Einstein İle Çalışmaları

Behram Kurşunoğlu 1940 yılından sonra Albert Einstein’la mektuplaşmaya başlamış; ona adeta bir kahraman olarak bakmıştır. 1953’te Cornell Üniversitesinde görev aldığında Einstein’la evinde görüşmüştür.

Behram Kurşunoğlu

Behram Kurşunoğlu (31) ve Albert Einstein (74)

Behram Kurşunoğlu 1970’lerde kurulan Global Foundation adlı merkezde emekli olana kadar çalışmıştır. O daha çok teorik çalışmalarla ilgilenmiş, teorik fizik alanında ‘bileşik alan teorisi’ni geliştirmeye çalışmıştır. Daha sonra da çekirdek enerjisi ile ilgilenmiştir. O ölümüne yakın bir dönemde bildiklerini bir kitapta toplayarak yayınlamak için büyük bir çaba göstermiştir. Ancak ani ölümü ile bu kitabını yayınlayamamıştır.

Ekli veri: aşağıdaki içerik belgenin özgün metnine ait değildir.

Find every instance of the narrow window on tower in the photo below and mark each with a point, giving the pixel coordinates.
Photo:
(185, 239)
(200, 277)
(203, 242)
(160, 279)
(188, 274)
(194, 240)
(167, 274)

Behram Kurşunoğlu Amerika’da Miami Üniversitesi’nde Teorik Fizik Araştırma Merkezi kurmuştur. Burada birçok kıymetli bilim adamı yetişmiş ve bu enstitüde çalışma olanağı elde etmişlerdir. Bu merkeze gelip, çalışmalarını burada yürüten yaklaşık 35 bilim adamı Nobel ödülü almıştır. Bu merkezin çalışmaları Orbis Scientiae adıyla bilinmektedir.

Behram Hoca’ya göre:

“Türkiye fizik, kimya ve biyolojide çok ileri seviyeye ulaştı. Halen Ortadoğu ve Doğu Avrupa’dan çok ileriyiz, ama henüz Fransa ve İtalya seviyesine gelmedik. Türkiye’nin en üst seviyeye ulaşması için bir ilmi seferberliğe girişmesi gerek. Bunun teknolojiye paralel gitmesi lazım ki, böylece kendi tankımızı, uçağımızı da imal edebilir hale gelelim. Bunu başarabilirsek 20 yılda Japonya gibi olabiliriz. Söylediklerim hayal gibi gelmesin. 1939 – 40 yılında İstanbul – Erzurum demiryolu yapıldı. Gece gündüz çalışarak bitirildi. Bu, dünyanın en hızlı bitirilen demiryolu idi. Eğer yurtdışındaki ilim adamlarımız Türkiye’ye döner, ilmi seferberliğe iştirak ederlerse bu iş başarılır.”